🤖 AI Summary
This study addresses the limitations of the ASSET method in subset-based meta-analysis, which relies on normality assumptions to compute p-values and whose analytical approximations become inaccurate under extreme tail probabilities or non-normal conditions—such as small sample sizes or low-frequency variants—while conventional Monte Carlo simulations incur prohibitive computational costs. The work presents the first systematic evaluation of ASSET’s accuracy in estimating tail p-values and introduces an efficient importance sampling (IS) algorithm that accurately estimates extremely small p-values in both independent and overlapping study designs. The proposed method maintains high precision even under non-normality and demonstrates substantial gains in computational efficiency.
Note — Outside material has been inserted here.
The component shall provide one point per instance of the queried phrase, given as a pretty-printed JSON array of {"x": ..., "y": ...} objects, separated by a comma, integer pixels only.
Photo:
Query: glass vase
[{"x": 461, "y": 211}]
Its practical utility is validated through applications to the OneK1K dataset and a Korean lung cell single-cell eQTL analysis.
📝 Abstract
Pooling genome-wide association studies of multiple related traits can substantially increase power for detecting genetic variants with pleiotropic effects. ASSET, which exhaustively searches all subsets of studies for association signals, has been widely used to detect modest effects and improve interpretability. Under a normality assumption, ASSET computes p-values via an analytic approximation that accounts for multiple testing. However, this approximation has been evaluated only in limited scenarios and for p-values no smaller than $10^{-3}$. A systematic assessment in the extreme tail is therefore needed, yet naïve Monte Carlo methods would require prohibitively many simulations. We develop a computationally efficient importance-sampling (IS) algorithm that provides accurate ASSET p-value estimates for both independent and overlapping studies, achieving substantial efficiency gains over naïve Monte Carlo, particularly for very small p-values. Using IS, we show that ASSET's analytic approximation is highly accurate across nearly the entire p-value range when normality holds. In contrast, when normality is violated (due to small sample sizes, low-frequency variants, or non-normal traits), ASSET p-values can be inflated or deflated by orders of magnitude, whereas our IS approach remains accurate. We illustrate the method through applications to single-cell eQTL mapping using peripheral blood mononuclear cells from the OneK1K cohort and lung cells from a Korean population.